I was around thirteen years old when I became aware of Ireland. The shocking news reports from Northern Ireland contrasted with the picture books of stunning images of the Irish landscape – never before had I seen such disparity.
I was hooked. I knew then that one day Ireland would become my home.
When I eventually moved there, life was like a dream. For two years, I spent most weekends and holidays travelling around the island of Ireland, seeing what I had seen in books and on TV with my own eyes.
I went to rugby matches, took up the odd behaviour of hugging telephone poles I mistook for trees and chased imaginary sheep and cattle in the middle of nowhere. I spent my life with my nose in books and was now following literary trails in the footsteps of James Joyce and William Butler Yeats.
I was living my bucket list every single day.
My life was split into “Before I moved to Ireland” and “After I moved to Ireland”.
Just then, MS showed up.
It did not come as silently as it comes to others. It crashed into me like a lightning bolt in a storm.
It brought with it trigeminal neuralgia, which would make me yelp mid-sentence due to the stabbing pain it caused in my left ear, eye and surrounding areas.
That was just the beginning. New symptoms – just as sticky and unwilling to leave – kept coming.
Now, my life was split into new categories: “Before MS” and “With MS”. It felt as if I had jinxed myself somehow by emigrating and living my best life.
Gone was the happy-go-lucky girl who never said no to adventure and experience whenever, wherever.
Gone were the cinema weekends of binge-watching three films a day.
Gone was the Incident Lifecycle Coordinator who could juggle many jobs at once.
Slowly, I saw myself change into someone who wasn’t me.
It took me a decade of dreaming before I moved to Ireland. I was held back by my fear that something bad might happen. Had I taken on too much by working, travelling and studying at the same time? Had Ireland turned against me?
I found myself in an existential crisis.
I started falling asleep in the cinema. I cancelled summer trips because it was too warm. I couldn’t eat or write without feeling tremors in my hands.
Finally I noticed that friends began organising activities without me.
In the year following my diagnosis, I would often frantically run to the mirror to inspect my face. My consultant told me while I was in hospital that I had markedly visible facial changes and that, together with my MRI results, indicated a high probability of MS.

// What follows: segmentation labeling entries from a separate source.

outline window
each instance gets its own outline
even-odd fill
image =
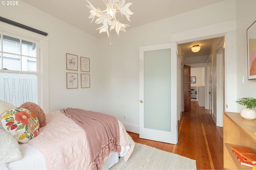
[[[38,104],[39,41],[0,31],[0,99]]]

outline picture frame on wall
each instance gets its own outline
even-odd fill
[[[196,83],[196,77],[195,76],[190,77],[190,83]]]
[[[81,88],[90,87],[90,75],[89,74],[81,74]]]
[[[78,71],[78,56],[73,54],[66,53],[66,69]]]
[[[256,21],[246,30],[248,80],[256,79]]]
[[[67,72],[67,89],[78,88],[78,73]]]
[[[90,59],[81,57],[80,61],[81,71],[90,72]]]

I had reached my lowest point. I yelled, cursed, and felt like dying for a second, hoping to feel normal again when I was brought back to life.

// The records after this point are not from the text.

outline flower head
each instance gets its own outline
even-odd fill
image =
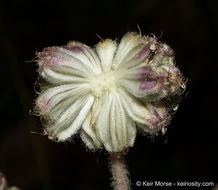
[[[172,49],[137,33],[95,48],[75,41],[48,47],[37,62],[50,84],[36,99],[45,133],[57,141],[79,133],[90,149],[121,152],[133,146],[137,129],[165,131],[170,114],[163,100],[185,86]]]

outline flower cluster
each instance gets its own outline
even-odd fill
[[[38,72],[49,83],[36,99],[44,132],[56,141],[80,134],[90,149],[122,152],[138,129],[165,131],[170,121],[164,99],[185,87],[172,49],[153,36],[127,33],[95,48],[80,42],[48,47]]]

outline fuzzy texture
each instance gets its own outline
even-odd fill
[[[112,153],[110,155],[110,167],[114,190],[130,190],[130,181],[124,155]]]
[[[95,48],[73,41],[37,56],[47,82],[35,106],[44,134],[67,141],[79,133],[92,150],[122,152],[138,129],[165,132],[171,116],[164,100],[185,88],[172,49],[155,36],[127,33]]]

I had already been through the wars: two surgeries in nine months. I wanted my old body back. I felt tainted, and just not good enough anymore. Everything in my life had changed.
Looking in the mirror, I wondered when – or if – the old me would ever return.

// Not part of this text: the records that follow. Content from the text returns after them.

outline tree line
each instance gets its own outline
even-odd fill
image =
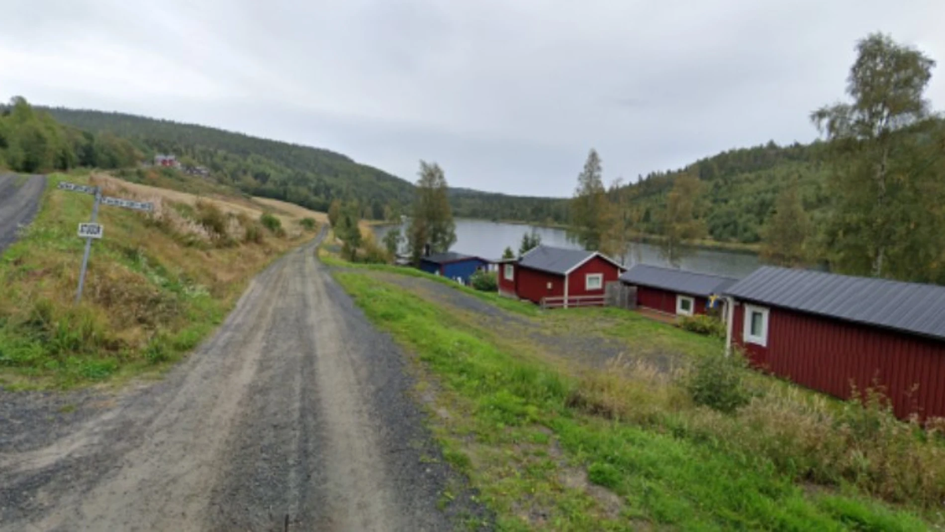
[[[121,168],[134,165],[140,157],[128,141],[63,126],[22,96],[0,105],[0,166],[24,173]]]
[[[623,257],[627,242],[657,235],[676,265],[706,237],[758,242],[773,264],[945,283],[945,121],[924,97],[935,61],[880,33],[856,50],[850,101],[810,115],[823,141],[733,150],[607,189],[592,149],[571,237]]]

I am a perfectionist and always carry a certain amount of fear of rejection. MS tripled that fear whenever I had to tell people my newly gained tagline: “Handle with care, just diagnosed with MS”.
Not only did I fear rejection from others; I feared rejection by myself. If I ever wanted to live life to the fullest again, I would have to begin with nurturing and being kind to myself. Each day, I had to refill myself with affirmations, telling myself: “I am still me, the core of who and what I am is still the same”.
My dream took me to Ireland, and fourteen years post-diagnosis, I am still here. Life has changed. The last time I was able to go hill walking or rock climbing was before my diagnosis. I had to stop binge-watching films the year after. I exchanged those activities with catching up with friends over coffee or writing and studying whenever my symptoms allow.
Through the process I have learned it is OK not to be OK and that I would be OK, no matter what.
Like one of my favourite André Camus quote says: “In the depth of winter, I finally learned that within me lay an invincible summer”.